Rasulullah bersabda: ”Mohon perlindungan
kepada Allah hai Ukasyah, kalau Rasulullah sengaja memukulmu."
Bersabda lagi Beliau kepada Bilal: ”Hai
Bilal, berangkatlah ke rumah Fathimah dan ambilkan tongkatku.”
Maka keluarlah Bilal dari Masjid sedang
tangannya diatas kepalanya :
”Ini adalah Rasulullah, sekarang Beliau
memberikan dirinya untuk diqishash.”
Dia mengetuk pintu Fathimah, dan
bertanyalah Fathimah: ”Siapa yang ada di depan pintu?”
Bilal menjawab: ”Aku datang untuk
mengambil tongkat Rasulullah”
Fathimah bertanya : ”Hai Bilal, apa yang
akan diperbuat Ayah dengan tongkat itu?”
Bilal menjawab: ”Hai Fathimah, Ayahmu
memberikan dirinya untuk di qhisash."
Fathimah bertanya lagi: ”Hai Bilal,
siapakah yang sampai hatinya mau membalas pada Rasulullah?”
Lalu Bilal mengambil tongkat itu dan
masuklah dia ke Masjid serta memberikan tongkat itu kepada Rasulullah,
sedang Rasul kemudian menyerahkannya kepada Ukasyah.
Ketika Abu Bakar dan Umar ra.
memandangnya, maka berdirilah mereka berdua dan berkata : ”Hai Ukasyah, aku
masih berada didepanmu, maka balaslah kami dan janganlah engkau membalas kepada
Nabi Muhammad SAW.”
Bersabdalah Rasulullah SAW: ”Duduklah
engkau berdua, Allah telah mengetahui kedudukanmu.”
Berdiri pula Ali ra. dan berkatalah dia:
”Hai Ukasyah, aku masih hidup didepan Nabi Muhammad SAW.

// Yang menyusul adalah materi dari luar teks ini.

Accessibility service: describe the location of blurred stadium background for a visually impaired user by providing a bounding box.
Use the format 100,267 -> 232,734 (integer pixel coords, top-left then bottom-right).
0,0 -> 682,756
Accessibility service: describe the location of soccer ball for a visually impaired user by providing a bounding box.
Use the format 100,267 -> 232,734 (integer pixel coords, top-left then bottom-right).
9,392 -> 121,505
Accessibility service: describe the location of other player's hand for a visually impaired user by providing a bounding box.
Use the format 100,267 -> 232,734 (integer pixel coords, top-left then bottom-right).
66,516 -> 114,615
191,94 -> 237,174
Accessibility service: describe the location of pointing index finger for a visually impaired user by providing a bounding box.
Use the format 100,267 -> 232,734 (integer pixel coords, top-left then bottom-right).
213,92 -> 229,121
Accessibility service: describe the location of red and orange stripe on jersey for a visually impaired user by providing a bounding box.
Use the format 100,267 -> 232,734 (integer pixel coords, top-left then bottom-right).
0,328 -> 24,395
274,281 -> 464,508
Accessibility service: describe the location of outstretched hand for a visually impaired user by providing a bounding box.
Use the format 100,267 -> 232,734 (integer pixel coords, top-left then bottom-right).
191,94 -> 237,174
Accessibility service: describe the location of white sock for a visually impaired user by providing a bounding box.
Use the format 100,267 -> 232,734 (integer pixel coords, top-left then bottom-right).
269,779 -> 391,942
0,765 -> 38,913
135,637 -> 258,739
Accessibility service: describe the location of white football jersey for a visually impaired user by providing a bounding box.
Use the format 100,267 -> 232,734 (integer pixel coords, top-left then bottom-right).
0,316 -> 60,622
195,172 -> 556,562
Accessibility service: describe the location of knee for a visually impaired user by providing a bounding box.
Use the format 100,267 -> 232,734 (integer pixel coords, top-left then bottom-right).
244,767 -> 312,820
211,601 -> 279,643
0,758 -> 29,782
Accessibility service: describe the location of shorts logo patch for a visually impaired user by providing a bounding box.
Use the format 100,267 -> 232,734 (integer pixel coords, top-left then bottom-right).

Tidak akan aku sampai hati kalau engkau membalas Rasulullah SAW. Ini
punggungku dan perutku, balaslah aku dengan tanganmu dan deralah aku dengan
tanganmu.” Nabi Muhammad SAW bersabda : ”Hai Ali,
Allah telah mengetahui kedudukan dan niatmu.”
Berdiri pula Hasan dan Husain, dan mereka
berkata : ”Hai Ukasyah, bukankan engkau mengenal kami
berdua. Kami adalah dua orang cucu Rasulullah. Membalas kepada kami
adalah sama seperti membalas kepada Rasulullah.”
Nabi Muhammad SAW bersabda : ”Duduklah
engkau berdua wahai kegembiraan mataku.”
Kemudian Nabi Muhammad SAW bersabda: ”Hai
Ukasyah, pukullah kalau engkau mau memukul.”
Ukasyah berkata: ”Ya Rasulullah, engkau
memukulku dahulu dalam keadaan aku tidak terhalang pakaianku.”
Lalu Rasulullah menyingkapkan pakaiaannya,
dan berteriaklah orang-orang Islam yang hadir seraya menangis.
Ketika melihat putihnya jasad Rasulullah,
Ukasyah menubruknya dan mencium punggungnya. Berkatalah dia :
”Nyawaku sebagai tebusanmu ya Rasulullah,
siapakah yang akan sampai hati untuk membalasmu ya Rasulullah. Aku melakukannya
hanya mengharapkan agar tubuhku dapat menyentuh jasadmu yang
mulia, dan Allah akan memelihara aku berkat kehormatanmu dari neraka.”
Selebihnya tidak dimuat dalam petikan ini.